Introduction
With the rapid development of computer technology, modeling and simulation (M&S) has become a valuable tool to solve practical engineering problems. For engineering projects with high-standard requirements, it is desirable to know how reliable the simulation model is. Therefore, model verification and validation (V&V) is proposed to assess the accuracy and reliability of the model [1]. Model validation is the process of determining the degree to which a model is an accurate representation of the real world from the perspective of the intended uses of the model [2]. Decision making is usually a challenge problem because of its uncertainty input and limited samples due to the costs of experiments. However, model validation provides more confidence for decision makers when improving prediction accuracy at the same time. The goal of model validation is to ensure the simulation model with enough accuracy and to increase the prediction credibility of simulation models through comparing simulation model with experimental performance measures.

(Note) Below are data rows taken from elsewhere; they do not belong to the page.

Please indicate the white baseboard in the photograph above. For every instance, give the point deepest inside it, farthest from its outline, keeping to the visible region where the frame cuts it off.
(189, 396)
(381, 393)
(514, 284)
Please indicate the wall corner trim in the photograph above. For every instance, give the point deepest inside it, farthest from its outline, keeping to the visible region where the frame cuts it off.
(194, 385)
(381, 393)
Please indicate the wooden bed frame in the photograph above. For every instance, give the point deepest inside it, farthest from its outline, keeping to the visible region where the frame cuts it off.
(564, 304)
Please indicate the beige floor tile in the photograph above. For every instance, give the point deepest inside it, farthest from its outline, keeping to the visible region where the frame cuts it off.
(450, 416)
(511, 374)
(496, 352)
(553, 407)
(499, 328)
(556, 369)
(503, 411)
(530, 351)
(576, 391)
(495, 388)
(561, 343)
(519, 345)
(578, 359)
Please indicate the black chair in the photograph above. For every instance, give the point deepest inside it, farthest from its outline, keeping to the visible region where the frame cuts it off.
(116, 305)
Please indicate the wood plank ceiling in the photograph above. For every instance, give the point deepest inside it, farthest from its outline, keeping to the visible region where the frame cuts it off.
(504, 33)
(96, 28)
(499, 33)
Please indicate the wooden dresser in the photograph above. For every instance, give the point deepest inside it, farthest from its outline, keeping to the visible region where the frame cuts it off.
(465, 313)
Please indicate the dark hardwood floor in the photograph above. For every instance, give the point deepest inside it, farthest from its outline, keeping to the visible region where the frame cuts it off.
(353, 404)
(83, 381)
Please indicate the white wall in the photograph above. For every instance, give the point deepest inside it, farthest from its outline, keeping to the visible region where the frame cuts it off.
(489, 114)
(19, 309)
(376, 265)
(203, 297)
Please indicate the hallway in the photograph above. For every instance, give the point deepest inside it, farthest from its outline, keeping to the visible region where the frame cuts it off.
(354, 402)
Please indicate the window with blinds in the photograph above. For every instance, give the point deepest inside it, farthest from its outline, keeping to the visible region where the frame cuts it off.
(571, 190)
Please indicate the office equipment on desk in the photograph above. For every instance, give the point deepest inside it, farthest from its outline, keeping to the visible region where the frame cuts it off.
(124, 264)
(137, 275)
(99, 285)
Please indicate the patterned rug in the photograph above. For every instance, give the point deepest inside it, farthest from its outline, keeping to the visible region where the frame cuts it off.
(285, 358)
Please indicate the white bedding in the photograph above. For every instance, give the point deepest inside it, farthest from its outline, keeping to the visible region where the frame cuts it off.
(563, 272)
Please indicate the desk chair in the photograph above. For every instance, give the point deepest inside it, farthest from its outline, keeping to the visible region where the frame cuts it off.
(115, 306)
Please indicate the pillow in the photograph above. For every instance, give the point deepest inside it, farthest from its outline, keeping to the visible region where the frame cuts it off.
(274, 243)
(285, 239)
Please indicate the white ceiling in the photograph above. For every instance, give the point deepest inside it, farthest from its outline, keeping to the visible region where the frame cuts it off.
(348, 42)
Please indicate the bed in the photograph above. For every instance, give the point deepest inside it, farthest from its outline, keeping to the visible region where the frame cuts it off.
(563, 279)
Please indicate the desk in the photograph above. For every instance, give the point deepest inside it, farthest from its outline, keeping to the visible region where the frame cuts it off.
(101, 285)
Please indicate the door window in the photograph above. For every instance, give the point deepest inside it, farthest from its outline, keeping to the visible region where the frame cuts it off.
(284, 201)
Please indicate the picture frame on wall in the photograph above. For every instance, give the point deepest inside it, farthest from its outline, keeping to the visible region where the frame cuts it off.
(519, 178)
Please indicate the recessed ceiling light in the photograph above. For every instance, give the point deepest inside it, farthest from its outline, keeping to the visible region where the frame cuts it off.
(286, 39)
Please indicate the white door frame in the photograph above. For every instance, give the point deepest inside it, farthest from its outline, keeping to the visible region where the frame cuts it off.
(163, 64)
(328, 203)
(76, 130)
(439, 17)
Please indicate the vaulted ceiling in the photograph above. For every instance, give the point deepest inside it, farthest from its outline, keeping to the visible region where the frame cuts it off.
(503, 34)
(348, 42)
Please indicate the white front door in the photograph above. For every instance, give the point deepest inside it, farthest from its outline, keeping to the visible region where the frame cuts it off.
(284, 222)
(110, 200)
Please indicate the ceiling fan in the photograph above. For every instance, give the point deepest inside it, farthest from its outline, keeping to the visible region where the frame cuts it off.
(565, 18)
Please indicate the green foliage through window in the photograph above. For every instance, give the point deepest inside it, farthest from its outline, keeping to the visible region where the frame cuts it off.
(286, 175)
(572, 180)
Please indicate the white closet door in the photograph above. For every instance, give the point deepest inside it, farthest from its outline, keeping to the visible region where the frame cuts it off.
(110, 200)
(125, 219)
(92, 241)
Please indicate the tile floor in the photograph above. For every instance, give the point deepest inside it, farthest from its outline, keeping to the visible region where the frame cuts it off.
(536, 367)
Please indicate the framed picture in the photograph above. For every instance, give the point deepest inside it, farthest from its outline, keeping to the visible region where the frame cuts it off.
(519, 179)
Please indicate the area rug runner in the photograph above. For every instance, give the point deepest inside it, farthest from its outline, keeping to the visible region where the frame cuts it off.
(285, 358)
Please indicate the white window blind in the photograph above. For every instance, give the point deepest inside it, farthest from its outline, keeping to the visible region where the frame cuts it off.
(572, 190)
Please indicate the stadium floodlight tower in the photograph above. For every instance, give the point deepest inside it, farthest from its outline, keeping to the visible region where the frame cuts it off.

Model validation, which is a fundamental concept proposed by the U.S. Department of Energy, is mainly used in reliability assessment and decision making for storage management of nuclear weapons at the beginning. Developing quantitative methods for model validation under uncertainty have attracted considerable interest. Professional societies and standards committees have played an important role in guiding development in model validation, seeing, for example, guides published by ASME [2], AIAA [3], NASA [4] and IEEE [5]. Oreskes [6] and Kleindorfer [7] demonstrated the meanings of model validation in terms of philosophy and methodology. Oberkampf et al. [8]–[10] summarized the model validation concept in computational fluid dynamics and presented a monograph and a comprehensive framework for model validation in scientific computing. Xiong et al. [11], Youn et al. [12], Oh et al. [13], Hu et al. [14] and Wu et al. [15] made some great contributions in model calibration considering model bias. In electromagnetic and power electronic engineering, Sevgi [16] and Mehrabadi [17], [18] made some great contributions in model validation.

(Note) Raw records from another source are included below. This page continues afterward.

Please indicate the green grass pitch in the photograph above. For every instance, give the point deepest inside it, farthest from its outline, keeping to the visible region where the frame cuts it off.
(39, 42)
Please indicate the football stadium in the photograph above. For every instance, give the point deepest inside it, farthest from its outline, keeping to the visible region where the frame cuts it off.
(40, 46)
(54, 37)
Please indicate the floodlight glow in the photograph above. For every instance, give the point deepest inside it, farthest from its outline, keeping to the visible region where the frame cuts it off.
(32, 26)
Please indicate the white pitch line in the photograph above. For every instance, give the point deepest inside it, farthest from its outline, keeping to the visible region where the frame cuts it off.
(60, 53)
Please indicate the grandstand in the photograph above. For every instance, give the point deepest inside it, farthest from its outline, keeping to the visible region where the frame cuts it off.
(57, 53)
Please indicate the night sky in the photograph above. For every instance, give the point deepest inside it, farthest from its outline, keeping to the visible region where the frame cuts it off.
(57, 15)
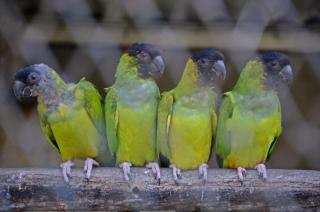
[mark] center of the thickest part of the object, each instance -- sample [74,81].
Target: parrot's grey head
[149,59]
[278,69]
[28,81]
[210,63]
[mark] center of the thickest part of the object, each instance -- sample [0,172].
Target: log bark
[44,189]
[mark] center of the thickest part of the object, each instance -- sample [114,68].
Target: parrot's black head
[149,59]
[278,69]
[210,63]
[27,80]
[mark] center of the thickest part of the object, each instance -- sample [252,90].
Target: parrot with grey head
[187,117]
[131,108]
[71,116]
[250,115]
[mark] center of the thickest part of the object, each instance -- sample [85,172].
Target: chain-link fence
[85,38]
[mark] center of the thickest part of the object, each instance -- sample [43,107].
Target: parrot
[249,120]
[71,116]
[131,105]
[187,117]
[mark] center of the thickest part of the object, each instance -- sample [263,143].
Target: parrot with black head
[250,115]
[187,117]
[131,108]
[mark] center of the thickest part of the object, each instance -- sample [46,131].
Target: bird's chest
[65,110]
[257,106]
[137,96]
[197,102]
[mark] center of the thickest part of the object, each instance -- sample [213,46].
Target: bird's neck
[189,82]
[50,89]
[252,79]
[127,70]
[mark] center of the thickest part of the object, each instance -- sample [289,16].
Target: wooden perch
[44,189]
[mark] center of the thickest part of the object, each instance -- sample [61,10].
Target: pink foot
[66,169]
[155,170]
[262,171]
[126,170]
[88,164]
[241,173]
[176,173]
[203,172]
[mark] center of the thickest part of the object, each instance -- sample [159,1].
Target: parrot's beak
[21,90]
[220,69]
[157,66]
[286,74]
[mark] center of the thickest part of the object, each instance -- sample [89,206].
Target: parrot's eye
[143,56]
[203,62]
[33,78]
[275,65]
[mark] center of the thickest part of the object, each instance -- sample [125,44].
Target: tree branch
[44,189]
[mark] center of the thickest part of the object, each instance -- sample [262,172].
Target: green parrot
[131,109]
[187,117]
[250,115]
[71,116]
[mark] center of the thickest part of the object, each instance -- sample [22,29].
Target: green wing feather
[111,119]
[92,104]
[164,117]
[45,126]
[223,146]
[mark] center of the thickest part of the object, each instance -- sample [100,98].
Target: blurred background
[86,38]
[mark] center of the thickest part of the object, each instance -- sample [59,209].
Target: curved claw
[203,173]
[176,173]
[155,170]
[126,170]
[241,174]
[88,164]
[66,169]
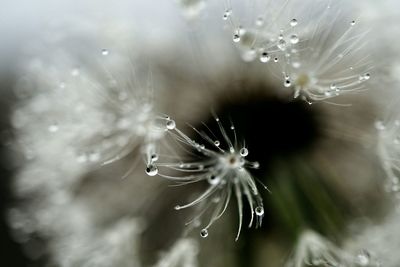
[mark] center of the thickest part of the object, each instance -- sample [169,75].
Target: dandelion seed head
[223,165]
[312,45]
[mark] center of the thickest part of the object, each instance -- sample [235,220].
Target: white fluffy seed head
[222,164]
[321,52]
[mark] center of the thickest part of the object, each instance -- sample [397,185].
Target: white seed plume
[319,51]
[99,117]
[224,169]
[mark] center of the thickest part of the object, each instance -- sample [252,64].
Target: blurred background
[61,207]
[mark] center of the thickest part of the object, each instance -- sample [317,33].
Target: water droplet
[227,14]
[294,39]
[154,157]
[170,124]
[204,233]
[259,22]
[213,179]
[244,152]
[282,44]
[363,258]
[75,72]
[287,83]
[53,128]
[296,64]
[105,52]
[265,57]
[259,211]
[379,125]
[236,38]
[151,170]
[249,55]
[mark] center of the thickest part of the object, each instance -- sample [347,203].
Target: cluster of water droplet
[264,42]
[315,61]
[223,168]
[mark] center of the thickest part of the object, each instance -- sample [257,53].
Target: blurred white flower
[315,250]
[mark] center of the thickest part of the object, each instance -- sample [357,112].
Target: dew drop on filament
[293,22]
[204,233]
[244,152]
[170,124]
[236,38]
[105,52]
[151,170]
[259,211]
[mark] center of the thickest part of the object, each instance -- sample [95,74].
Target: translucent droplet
[282,44]
[75,72]
[170,124]
[249,55]
[265,57]
[379,126]
[259,211]
[296,64]
[236,38]
[213,179]
[259,22]
[151,170]
[293,22]
[244,152]
[256,165]
[227,14]
[53,128]
[105,52]
[294,39]
[154,157]
[204,233]
[363,258]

Model validation requires measurement of the degree of agreement between the model output and the experimental observations, and can be performed quantitatively (validation metric) or qualitatively (graphical comparison). There are four main types of validation metrics [19-21], including classical hypothesis testing, Bayes factor, frequentist’s metric and area metric. The classical hypothesis testing and the Bayes factor only provide a binary (accept or reject) outcome, which does not give a quantitative assessment about the accuracy of the model. The frequentist’s metric gives a quantitative assessment of the mismatch between the predictions and the experimental observations, in which only the means of the two sets of populations are considered. The area metric [22] quantifies the difference between the predictions and the experimental observations by calculating the area between the cumulative distribution function (CDF) related to the model simulation output and the empirical distribution function based on the experimental observation data. The frequentist’s metric and area metric methods can provide a quantitative assessment of the model. Since the distributions of the predictions and experimental observations are considered in the area metric method, it can be considered as an extension of the frequentist’s metric. Based on these four model validation metrics, various model validation metrics have been developed. To solve correlated multiple responses of model validation, based on the multivariate probability integral transformation (PIT), Li et al. [23] generalized the area metric method and proposed the PIT area metric and t-pooling transformation. Wu et al. [24] established a validation area metric based on the component functions of model output, in which a calibration of conditional expectations is used. Zhao et al. [25] developed the Mahalanobis distance area metric to validate the simulation models with multiple correlated responses. Bi et al. [26] investigated uncertainty quantification metrics with varying statistical information based on Euclidian distance-based criteria, Mahalanobis distance-based criteria and Bhattacharyya distance-based criteria. Mullins et al. [27] investigated model validation under multiple uncertainty sources. In their work, the point-by-point approach is applied for the separation of aleatory and epistemic uncertainty sources.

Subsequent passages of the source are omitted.